Domenico Ercoli, giornalista di Lanterna, ha partecipato ieri al 34° Economic Forum di Karpacz intervenendo al panel “From Europe of Nations to Superstate: Scenarios for the European Union”. Nel corso del dibattito, che ha visto la presenza di accademici, politici e analisti internazionali, Ercoli ha portato il punto di vista italiano sul futuro del processo di integrazione europea.
Rispondendo alla prima domanda della moderatrice, Ercoli ha sottolineato come l’opinione pubblica sia ormai uno dei principali motori del progetto europeo.

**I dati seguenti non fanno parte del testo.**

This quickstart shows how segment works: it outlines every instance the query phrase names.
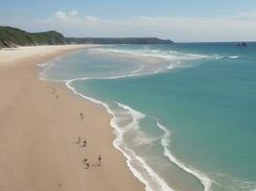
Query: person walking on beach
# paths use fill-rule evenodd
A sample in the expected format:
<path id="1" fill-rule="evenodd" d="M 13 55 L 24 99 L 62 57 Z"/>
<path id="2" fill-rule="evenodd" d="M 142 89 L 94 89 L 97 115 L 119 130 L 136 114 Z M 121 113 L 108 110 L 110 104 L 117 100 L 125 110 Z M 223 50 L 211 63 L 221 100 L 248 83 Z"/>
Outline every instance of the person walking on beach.
<path id="1" fill-rule="evenodd" d="M 101 155 L 98 158 L 98 161 L 99 161 L 99 166 L 101 166 L 101 164 L 102 164 L 102 156 Z"/>
<path id="2" fill-rule="evenodd" d="M 83 120 L 83 118 L 84 118 L 83 113 L 80 113 L 80 117 L 81 117 L 81 120 Z"/>
<path id="3" fill-rule="evenodd" d="M 90 168 L 90 164 L 89 163 L 85 163 L 84 169 L 89 169 L 89 168 Z"/>
<path id="4" fill-rule="evenodd" d="M 79 140 L 76 142 L 77 144 L 81 143 L 81 137 L 79 137 Z"/>
<path id="5" fill-rule="evenodd" d="M 82 159 L 82 163 L 83 163 L 83 164 L 86 164 L 87 161 L 88 161 L 87 159 Z"/>
<path id="6" fill-rule="evenodd" d="M 84 141 L 83 141 L 83 145 L 82 145 L 82 147 L 85 147 L 85 146 L 86 146 L 86 143 L 87 143 L 87 141 L 84 140 Z"/>

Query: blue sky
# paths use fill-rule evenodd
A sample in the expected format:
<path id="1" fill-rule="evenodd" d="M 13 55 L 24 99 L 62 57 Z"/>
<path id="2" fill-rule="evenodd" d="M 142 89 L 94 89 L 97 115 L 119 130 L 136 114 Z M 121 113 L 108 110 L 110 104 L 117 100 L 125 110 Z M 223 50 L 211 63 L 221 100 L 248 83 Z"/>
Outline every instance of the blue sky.
<path id="1" fill-rule="evenodd" d="M 256 40 L 256 0 L 0 0 L 0 25 L 67 36 Z"/>

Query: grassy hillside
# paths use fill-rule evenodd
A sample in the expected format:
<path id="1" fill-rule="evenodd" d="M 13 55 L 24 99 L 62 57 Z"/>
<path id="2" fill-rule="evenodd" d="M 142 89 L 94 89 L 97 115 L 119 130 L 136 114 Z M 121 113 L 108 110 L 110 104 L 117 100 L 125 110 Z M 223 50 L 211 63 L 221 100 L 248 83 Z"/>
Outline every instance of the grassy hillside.
<path id="1" fill-rule="evenodd" d="M 156 37 L 145 38 L 65 38 L 61 33 L 51 31 L 45 32 L 28 32 L 16 28 L 0 26 L 0 49 L 61 44 L 170 44 L 172 40 Z"/>
<path id="2" fill-rule="evenodd" d="M 66 38 L 69 44 L 170 44 L 172 40 L 144 38 Z"/>
<path id="3" fill-rule="evenodd" d="M 66 44 L 66 39 L 58 32 L 27 32 L 12 27 L 0 27 L 0 48 L 58 44 Z"/>

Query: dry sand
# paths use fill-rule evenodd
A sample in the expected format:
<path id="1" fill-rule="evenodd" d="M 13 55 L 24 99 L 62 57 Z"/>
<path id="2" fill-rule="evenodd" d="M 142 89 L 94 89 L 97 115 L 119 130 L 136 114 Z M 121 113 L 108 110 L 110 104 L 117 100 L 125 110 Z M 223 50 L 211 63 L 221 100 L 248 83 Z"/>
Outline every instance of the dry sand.
<path id="1" fill-rule="evenodd" d="M 105 109 L 38 80 L 36 63 L 81 48 L 0 51 L 0 191 L 144 190 L 112 146 Z M 97 164 L 99 155 L 102 166 L 84 169 L 81 160 Z"/>

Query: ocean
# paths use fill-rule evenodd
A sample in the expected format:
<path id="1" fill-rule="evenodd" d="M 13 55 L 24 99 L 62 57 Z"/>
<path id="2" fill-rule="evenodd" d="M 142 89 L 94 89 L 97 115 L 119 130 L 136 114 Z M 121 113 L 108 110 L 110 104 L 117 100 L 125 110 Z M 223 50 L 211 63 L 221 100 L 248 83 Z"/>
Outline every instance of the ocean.
<path id="1" fill-rule="evenodd" d="M 99 45 L 38 68 L 106 108 L 147 191 L 256 190 L 256 43 Z"/>

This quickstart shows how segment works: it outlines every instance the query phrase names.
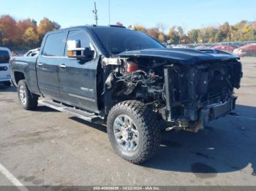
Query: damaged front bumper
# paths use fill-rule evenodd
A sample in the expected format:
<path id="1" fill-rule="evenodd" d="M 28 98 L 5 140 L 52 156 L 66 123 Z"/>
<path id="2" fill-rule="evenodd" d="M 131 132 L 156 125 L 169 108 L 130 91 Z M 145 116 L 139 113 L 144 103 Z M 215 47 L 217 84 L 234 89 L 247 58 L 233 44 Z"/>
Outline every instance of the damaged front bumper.
<path id="1" fill-rule="evenodd" d="M 235 109 L 237 96 L 232 96 L 227 101 L 207 106 L 200 111 L 199 120 L 195 131 L 203 129 L 206 124 L 227 115 Z"/>
<path id="2" fill-rule="evenodd" d="M 219 91 L 217 96 L 202 101 L 200 98 L 208 95 L 210 83 L 207 73 L 199 75 L 196 69 L 184 72 L 173 66 L 167 66 L 164 71 L 166 106 L 160 112 L 172 127 L 197 132 L 208 122 L 235 109 L 237 97 L 232 89 Z"/>

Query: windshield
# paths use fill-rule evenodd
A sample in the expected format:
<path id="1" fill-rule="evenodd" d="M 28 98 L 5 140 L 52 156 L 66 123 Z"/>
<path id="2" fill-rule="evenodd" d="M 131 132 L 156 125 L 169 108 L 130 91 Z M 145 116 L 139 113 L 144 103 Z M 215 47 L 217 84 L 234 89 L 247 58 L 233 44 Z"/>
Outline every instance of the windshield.
<path id="1" fill-rule="evenodd" d="M 94 31 L 110 55 L 129 50 L 164 48 L 148 35 L 123 28 L 94 28 Z"/>

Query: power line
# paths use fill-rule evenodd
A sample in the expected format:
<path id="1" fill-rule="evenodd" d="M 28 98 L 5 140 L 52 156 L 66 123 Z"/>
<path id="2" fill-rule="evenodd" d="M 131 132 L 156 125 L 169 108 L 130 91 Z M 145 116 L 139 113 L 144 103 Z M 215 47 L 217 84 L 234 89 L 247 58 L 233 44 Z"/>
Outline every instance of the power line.
<path id="1" fill-rule="evenodd" d="M 96 23 L 96 26 L 97 26 L 99 17 L 98 17 L 98 15 L 97 15 L 98 10 L 97 9 L 97 7 L 96 7 L 96 2 L 94 2 L 94 9 L 92 10 L 92 12 L 94 14 L 95 23 Z"/>

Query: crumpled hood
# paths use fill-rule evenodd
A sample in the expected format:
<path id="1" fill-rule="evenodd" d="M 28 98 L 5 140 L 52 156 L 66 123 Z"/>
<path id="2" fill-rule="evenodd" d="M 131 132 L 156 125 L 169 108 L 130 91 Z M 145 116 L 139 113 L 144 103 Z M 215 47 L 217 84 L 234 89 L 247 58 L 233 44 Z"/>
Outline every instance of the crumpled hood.
<path id="1" fill-rule="evenodd" d="M 146 49 L 123 52 L 113 57 L 118 58 L 158 58 L 175 60 L 184 64 L 195 64 L 203 61 L 221 61 L 239 58 L 217 50 L 195 49 Z"/>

Negli ultimi anni – ha osservato – la crescente partecipazione alle elezioni europee dimostra che i cittadini percepiscono Bruxelles non più solo come una burocrazia distante, ma come uno spazio politico che conta. Tuttavia, ha ricordato la profonda polarizzazione: da una parte i giovani e i contesti urbani chiedono più Europa per affrontare sfide globali come il cambiamento climatico o la sicurezza; dall’altra, riemerge con forza l’identità nazionale e l’euroscetticismo, alimentato da insicurezze sociali ed economiche.

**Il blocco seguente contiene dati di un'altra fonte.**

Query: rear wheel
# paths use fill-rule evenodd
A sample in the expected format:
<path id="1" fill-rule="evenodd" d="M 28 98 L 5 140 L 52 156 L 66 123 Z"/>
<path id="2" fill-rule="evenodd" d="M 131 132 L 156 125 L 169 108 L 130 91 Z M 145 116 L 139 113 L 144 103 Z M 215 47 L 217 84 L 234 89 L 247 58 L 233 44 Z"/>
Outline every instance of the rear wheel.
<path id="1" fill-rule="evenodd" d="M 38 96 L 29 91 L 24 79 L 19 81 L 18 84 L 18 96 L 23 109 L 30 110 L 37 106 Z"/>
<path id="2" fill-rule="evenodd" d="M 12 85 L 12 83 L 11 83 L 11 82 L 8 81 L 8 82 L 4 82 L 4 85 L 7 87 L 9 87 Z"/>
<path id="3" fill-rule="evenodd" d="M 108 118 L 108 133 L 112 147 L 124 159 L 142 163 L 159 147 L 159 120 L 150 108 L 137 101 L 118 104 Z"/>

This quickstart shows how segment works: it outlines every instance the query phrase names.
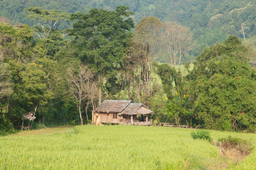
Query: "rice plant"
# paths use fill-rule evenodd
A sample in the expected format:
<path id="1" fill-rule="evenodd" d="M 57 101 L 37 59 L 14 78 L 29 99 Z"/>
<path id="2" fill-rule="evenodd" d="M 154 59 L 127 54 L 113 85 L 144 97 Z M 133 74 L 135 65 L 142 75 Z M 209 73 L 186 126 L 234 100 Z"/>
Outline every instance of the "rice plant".
<path id="1" fill-rule="evenodd" d="M 253 169 L 256 162 L 255 150 L 240 162 L 230 161 L 217 147 L 193 140 L 194 130 L 122 125 L 71 130 L 0 138 L 0 169 Z M 255 134 L 210 132 L 214 140 L 230 135 L 256 142 Z"/>

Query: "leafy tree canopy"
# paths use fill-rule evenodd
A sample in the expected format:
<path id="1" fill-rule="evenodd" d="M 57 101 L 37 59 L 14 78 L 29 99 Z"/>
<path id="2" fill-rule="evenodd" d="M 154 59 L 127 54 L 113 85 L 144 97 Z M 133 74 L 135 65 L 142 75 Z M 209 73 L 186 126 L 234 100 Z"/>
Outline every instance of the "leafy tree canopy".
<path id="1" fill-rule="evenodd" d="M 204 128 L 255 131 L 256 71 L 249 49 L 230 36 L 206 48 L 187 76 L 194 111 Z"/>
<path id="2" fill-rule="evenodd" d="M 133 13 L 127 11 L 128 8 L 119 6 L 115 11 L 93 9 L 88 14 L 71 15 L 75 22 L 68 31 L 74 38 L 77 55 L 91 64 L 93 70 L 110 72 L 122 66 L 127 31 L 134 26 L 129 17 Z"/>

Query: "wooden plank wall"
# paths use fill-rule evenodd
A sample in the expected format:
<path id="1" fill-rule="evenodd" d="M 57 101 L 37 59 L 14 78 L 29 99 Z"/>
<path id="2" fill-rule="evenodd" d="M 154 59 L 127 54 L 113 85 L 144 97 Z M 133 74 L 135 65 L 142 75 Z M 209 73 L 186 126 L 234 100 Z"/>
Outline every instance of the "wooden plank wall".
<path id="1" fill-rule="evenodd" d="M 100 122 L 101 123 L 105 123 L 105 122 L 111 122 L 111 123 L 119 123 L 119 120 L 121 117 L 120 115 L 117 114 L 117 118 L 114 119 L 113 118 L 113 113 L 103 113 L 100 112 Z"/>

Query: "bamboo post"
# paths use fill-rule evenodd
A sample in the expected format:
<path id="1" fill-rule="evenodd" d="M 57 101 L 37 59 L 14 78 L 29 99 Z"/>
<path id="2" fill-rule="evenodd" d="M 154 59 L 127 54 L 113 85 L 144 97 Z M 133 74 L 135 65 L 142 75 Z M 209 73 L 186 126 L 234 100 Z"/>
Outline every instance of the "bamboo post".
<path id="1" fill-rule="evenodd" d="M 21 130 L 23 130 L 23 123 L 24 122 L 24 120 L 22 121 L 22 126 L 21 126 Z"/>

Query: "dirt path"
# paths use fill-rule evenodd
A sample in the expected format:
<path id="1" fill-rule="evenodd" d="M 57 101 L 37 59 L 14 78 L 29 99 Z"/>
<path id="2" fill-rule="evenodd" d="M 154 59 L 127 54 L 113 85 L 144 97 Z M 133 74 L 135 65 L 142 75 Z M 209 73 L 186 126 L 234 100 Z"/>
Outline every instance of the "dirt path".
<path id="1" fill-rule="evenodd" d="M 17 134 L 10 135 L 9 136 L 18 136 L 50 134 L 56 133 L 63 133 L 71 131 L 76 126 L 63 126 L 47 128 L 39 130 L 24 130 L 21 131 Z"/>

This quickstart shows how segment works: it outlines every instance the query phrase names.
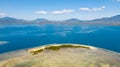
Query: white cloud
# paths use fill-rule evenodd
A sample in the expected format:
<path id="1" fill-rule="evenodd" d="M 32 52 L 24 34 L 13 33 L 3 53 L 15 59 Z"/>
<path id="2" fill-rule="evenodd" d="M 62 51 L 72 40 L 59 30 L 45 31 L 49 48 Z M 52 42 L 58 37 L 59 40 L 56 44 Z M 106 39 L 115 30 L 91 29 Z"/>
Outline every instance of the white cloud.
<path id="1" fill-rule="evenodd" d="M 103 9 L 105 9 L 106 6 L 101 6 L 101 7 L 97 7 L 97 8 L 80 8 L 79 10 L 81 11 L 102 11 Z"/>
<path id="2" fill-rule="evenodd" d="M 36 11 L 35 13 L 37 13 L 37 14 L 48 14 L 47 11 Z"/>
<path id="3" fill-rule="evenodd" d="M 80 8 L 81 11 L 90 11 L 90 8 Z"/>
<path id="4" fill-rule="evenodd" d="M 75 10 L 59 10 L 59 11 L 53 11 L 52 14 L 68 14 L 68 13 L 73 13 Z"/>
<path id="5" fill-rule="evenodd" d="M 117 2 L 120 2 L 120 0 L 116 0 Z"/>
<path id="6" fill-rule="evenodd" d="M 5 13 L 0 13 L 0 16 L 5 16 Z"/>
<path id="7" fill-rule="evenodd" d="M 99 7 L 99 8 L 93 8 L 92 11 L 102 11 L 103 9 L 105 9 L 105 6 Z"/>

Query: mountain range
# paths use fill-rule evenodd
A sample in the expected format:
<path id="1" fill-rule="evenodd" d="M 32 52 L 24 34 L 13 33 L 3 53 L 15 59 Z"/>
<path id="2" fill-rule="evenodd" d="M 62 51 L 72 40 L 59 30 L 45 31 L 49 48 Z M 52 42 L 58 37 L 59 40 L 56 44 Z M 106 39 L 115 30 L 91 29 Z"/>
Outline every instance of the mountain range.
<path id="1" fill-rule="evenodd" d="M 50 21 L 43 18 L 38 18 L 36 20 L 23 20 L 23 19 L 16 19 L 11 17 L 3 17 L 0 18 L 0 25 L 6 24 L 104 24 L 104 25 L 120 25 L 120 15 L 116 15 L 109 18 L 100 18 L 94 20 L 79 20 L 76 18 L 71 18 L 63 21 Z"/>

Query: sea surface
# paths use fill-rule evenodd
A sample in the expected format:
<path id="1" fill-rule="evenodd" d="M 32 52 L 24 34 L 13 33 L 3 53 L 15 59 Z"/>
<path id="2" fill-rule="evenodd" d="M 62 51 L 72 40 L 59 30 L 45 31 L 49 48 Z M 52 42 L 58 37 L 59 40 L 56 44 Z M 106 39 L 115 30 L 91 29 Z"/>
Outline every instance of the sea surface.
<path id="1" fill-rule="evenodd" d="M 120 52 L 120 26 L 0 25 L 0 53 L 61 43 L 85 44 Z"/>

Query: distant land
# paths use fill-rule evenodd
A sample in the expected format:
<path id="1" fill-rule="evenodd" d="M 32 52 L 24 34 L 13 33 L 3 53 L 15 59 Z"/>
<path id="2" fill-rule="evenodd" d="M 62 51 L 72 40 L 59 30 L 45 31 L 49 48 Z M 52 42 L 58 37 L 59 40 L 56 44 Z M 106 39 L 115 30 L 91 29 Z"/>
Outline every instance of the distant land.
<path id="1" fill-rule="evenodd" d="M 81 25 L 81 24 L 89 24 L 89 25 L 120 25 L 120 15 L 116 15 L 109 18 L 100 18 L 94 20 L 79 20 L 76 18 L 71 18 L 62 21 L 50 21 L 43 18 L 38 18 L 36 20 L 23 20 L 23 19 L 16 19 L 12 17 L 3 17 L 0 18 L 0 25 L 13 25 L 13 24 L 67 24 L 67 25 Z"/>

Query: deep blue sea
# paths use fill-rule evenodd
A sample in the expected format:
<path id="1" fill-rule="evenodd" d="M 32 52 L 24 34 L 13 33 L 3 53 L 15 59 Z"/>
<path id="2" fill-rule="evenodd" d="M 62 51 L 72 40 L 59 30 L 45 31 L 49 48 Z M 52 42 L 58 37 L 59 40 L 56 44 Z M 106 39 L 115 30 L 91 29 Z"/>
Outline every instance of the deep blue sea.
<path id="1" fill-rule="evenodd" d="M 120 52 L 120 26 L 0 25 L 0 53 L 60 43 L 85 44 Z"/>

Per Ercoli, l’euroscetticismo contemporaneo non è un rifiuto dell’Unione in sé, ma “una domanda di un’altra Europa, più vicina, più responsabile, capace di dare risposte concrete”. Le crisi degli ultimi anni – dalla pandemia alla guerra in Ucraina – hanno reso evidente che “l’unità non è opzionale, è essenziale”. Rievocando la storia, ha ricordato come il fallimento dell’Europa divisa dopo il Congresso di Vienna del 1815 condusse infine alle guerre mondiali, mentre la scelta della cooperazione – con la CECA nel 1951 e il Trattato di Roma nel 1957 – ha trasformato il compromesso in progresso. Da qui la sua proposta di una “terza via”: un’Europa della solidarietà, attenta ai fenomeni migratori, capace di leggere il mondo che cambia e di plasmare il nuovo ordine globale.

Nel secondo round, la moderatrice lo ha sollecitato a riflettere sul caso italiano, dove il dibattito sull’integrazione europea è particolarmente acceso. Ercoli ha evidenziato come l’Italia rappresenti un laboratorio politico: dal governo tecnico e fortemente europeista di Mario Monti, ai governi sovranisti guidati da Salvini e Meloni, fino alle soluzioni ibride degli ultimi anni. Questa oscillazione, ha affermato, riflette le stesse contraddizioni dell’Unione.
Un ruolo decisivo lo giocano i media e le narrazioni nazionali: Bruxelles viene spesso dipinta come capro espiatorio delle riforme impopolari, mentre la solidarietà europea e i fondi comunitari non ricevono la stessa visibilità. L’esperienza del Recovery Plan, invece, ha dimostrato che l’Europa può recuperare legittimità quando offre benefici tangibili. “Dobbiamo cambiare traiettoria”, ha ammonito, citando anche le parole di Mario Draghi pronunciate pochi giorni fa a Rimini: “Il mondo non ci guarda con simpatia e non aspetta che la nostra burocrazia imponga la sua forza.”
Guardando al futuro, Ercoli ha indicato quattro priorità per costruire l’Europa di domani: una vera unione fiscale, perché “l’euro senza un bilancio condiviso è un gigante su gambe fragili”; una difesa comune con un esercito europeo, accanto alla NATO, perché “la pace richiede capacità di difesa”; una politica estera unitaria, per trasformare “le 27 voci che spesso diventano rumore in una strategia”; e infine l’autonomia strategica, in campo energetico, tecnologico e nelle catene di approvvigionamento.
Sul finire del suo secondo intervento, Ercoli ha concluso: “In definitiva, il futuro dell’Unione dipenderà dalla sua capacità di connettersi con i cittadini, non solo con le politiche ma anche con narrazioni che restituiscano fiducia e appartenenza. Non un’Europa delle nazioni, non un super-Stato, ma un’Europa di solidarietà. Questa è la terza via che può vincere.”